Ainda assim, as lojas físicas permanecem como principal canal de compra. Segundo o levantamento, 79% dos consumidores pretendem comprar presencialmente, sobretudo em shopping centers (29%) e lojas de rua ou populares (21%). Já 47% devem recorrer ao ambiente online, utilizando principalmente aplicativos (75%), sites (60%) e Instagram (25%).

A pesquisa também mostra que o consumidor está mais atento aos preços. Cerca de 77% afirmam que pretendem pesquisar antes de fechar a compra, sendo que, entre eles, 87% utilizam a internet para comparar valores.

As categorias mais procuradas seguem concentradas em itens tradicionais. Moda — incluindo roupas, calçados e acessórios — lidera a intenção de compra, com 53% da preferência.
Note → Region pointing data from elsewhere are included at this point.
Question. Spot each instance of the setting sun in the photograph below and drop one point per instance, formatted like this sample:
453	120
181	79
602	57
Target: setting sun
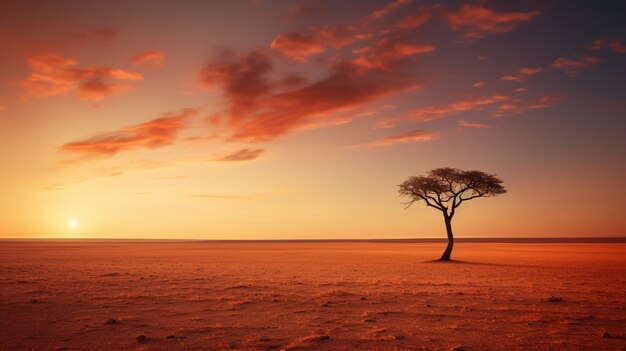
306	174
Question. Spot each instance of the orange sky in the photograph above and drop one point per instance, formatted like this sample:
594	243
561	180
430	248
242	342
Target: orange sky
297	119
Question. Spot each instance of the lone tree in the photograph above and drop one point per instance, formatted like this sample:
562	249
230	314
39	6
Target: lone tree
446	189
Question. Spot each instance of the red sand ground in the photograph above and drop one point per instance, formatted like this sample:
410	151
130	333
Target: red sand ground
311	296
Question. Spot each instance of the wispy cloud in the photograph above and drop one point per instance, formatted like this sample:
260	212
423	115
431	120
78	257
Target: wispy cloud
468	124
408	137
155	57
571	66
476	22
152	134
522	74
54	75
242	155
102	36
430	113
263	108
298	46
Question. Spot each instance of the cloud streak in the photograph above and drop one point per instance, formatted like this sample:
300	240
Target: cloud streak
154	57
242	155
54	75
571	67
408	137
298	46
156	133
476	22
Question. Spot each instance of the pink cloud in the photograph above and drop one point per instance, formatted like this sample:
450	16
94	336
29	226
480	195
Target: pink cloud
477	22
617	46
530	71
152	134
242	155
518	106
103	36
384	11
306	9
523	73
340	36
414	21
431	113
53	75
155	57
598	44
408	137
571	67
262	108
467	124
387	52
436	112
298	46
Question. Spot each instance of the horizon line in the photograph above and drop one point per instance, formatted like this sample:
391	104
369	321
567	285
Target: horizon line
600	239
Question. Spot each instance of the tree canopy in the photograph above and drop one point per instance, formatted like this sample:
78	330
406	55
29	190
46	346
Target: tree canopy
447	188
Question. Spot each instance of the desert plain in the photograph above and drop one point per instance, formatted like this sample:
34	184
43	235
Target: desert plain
195	295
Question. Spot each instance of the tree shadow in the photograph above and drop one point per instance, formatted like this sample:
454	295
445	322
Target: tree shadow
471	263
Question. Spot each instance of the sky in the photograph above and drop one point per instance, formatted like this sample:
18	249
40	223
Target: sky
298	119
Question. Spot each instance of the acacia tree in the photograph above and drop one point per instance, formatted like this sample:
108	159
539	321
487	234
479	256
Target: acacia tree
446	189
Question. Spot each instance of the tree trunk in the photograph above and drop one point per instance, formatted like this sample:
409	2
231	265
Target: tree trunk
448	252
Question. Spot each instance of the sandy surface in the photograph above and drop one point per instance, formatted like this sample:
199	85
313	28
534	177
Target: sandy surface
311	296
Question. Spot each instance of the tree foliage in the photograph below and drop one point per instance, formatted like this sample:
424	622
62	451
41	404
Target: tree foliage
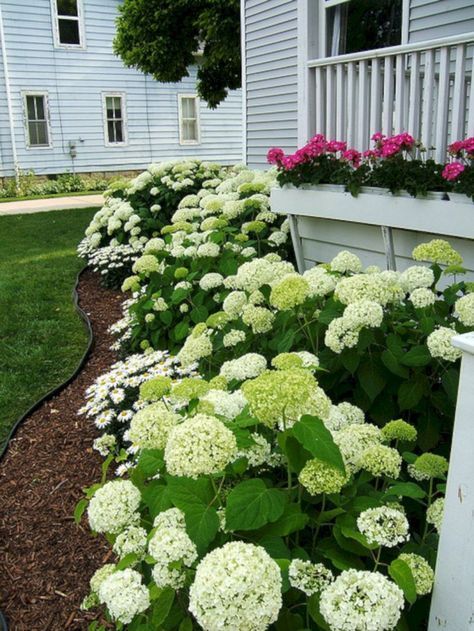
162	38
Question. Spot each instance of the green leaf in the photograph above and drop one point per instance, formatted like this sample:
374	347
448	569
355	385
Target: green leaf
403	577
181	330
79	510
156	497
202	525
313	610
391	363
450	383
406	489
311	432
292	520
161	607
166	317
411	392
251	505
150	461
127	561
371	380
417	356
186	625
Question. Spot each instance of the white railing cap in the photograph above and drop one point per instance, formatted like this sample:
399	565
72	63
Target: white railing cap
463	38
465	342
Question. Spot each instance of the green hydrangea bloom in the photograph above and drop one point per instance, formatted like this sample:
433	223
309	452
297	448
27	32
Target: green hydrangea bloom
380	460
437	251
318	477
399	430
423	575
290	292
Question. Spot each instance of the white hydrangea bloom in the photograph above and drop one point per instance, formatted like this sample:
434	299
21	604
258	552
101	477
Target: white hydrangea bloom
384	525
124	595
114	507
440	344
236	587
201	445
415	277
361	601
308	577
247	366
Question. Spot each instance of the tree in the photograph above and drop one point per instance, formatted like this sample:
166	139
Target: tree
163	37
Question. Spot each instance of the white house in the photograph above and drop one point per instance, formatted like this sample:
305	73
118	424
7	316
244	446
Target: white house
68	103
348	68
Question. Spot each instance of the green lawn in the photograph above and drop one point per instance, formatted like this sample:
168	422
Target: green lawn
41	336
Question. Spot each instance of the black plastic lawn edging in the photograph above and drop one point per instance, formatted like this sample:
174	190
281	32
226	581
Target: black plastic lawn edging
57	389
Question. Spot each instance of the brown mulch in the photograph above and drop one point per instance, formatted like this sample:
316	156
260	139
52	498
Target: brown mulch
45	559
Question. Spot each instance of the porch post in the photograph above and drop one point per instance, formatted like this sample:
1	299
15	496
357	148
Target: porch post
452	607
Na sequência aparecem produtos de beleza e perfumes (50%), chocolates (24%), flores (24%) e experiências, como restaurantes e spas, com 19%.

O crescimento das experiências aparece como uma das tendências da data em 2026. Mesmo sob pressão financeira, consumidores têm buscado presentes com maior valor afetivo e simbólico, indicando mudanças na forma de celebrar a ocasião.

O cenário econômico, porém, acende um alerta. Dados recentes do Relatório de Estatísticas Monetárias e de Crédito apontam que o endividamento das famílias brasileiras atingiu 49,9% em fevereiro, o maior nível já registrado pelo Banco Central. Com juros elevados no crédito rotativo do cartão, especialistas reforçam a necessidade de planejamento financeiro.

O economista Patrick Santos, doutor em economia e gerente de planejamento da Multimarcas Consórcios, recomenda cautela antes das compras. Segundo ele, comparar preços em diferentes estabelecimentos, avaliar descontos para pagamentos à vista e considerar custos extras, como frete e deslocamento, podem evitar gastos desnecessários. “A educação financeira ajuda na tomada de decisão e nas escolhas. Não se trata de não gastar, mas de comprar sem comprometer o orçamento”, afirma o especialista.

O levantamento revela ainda que 14% dos consumidores admitem a possibilidade de deixar de pagar alguma conta básica para garantir o presente do Dia das Mães. Entre aqueles que pretendem presentear, 39% já possuem contas em atraso e, dentro desse grupo, 72% estão negativados. Mesmo assim, 87% afirmam que encontrarão uma forma de realizar a compra.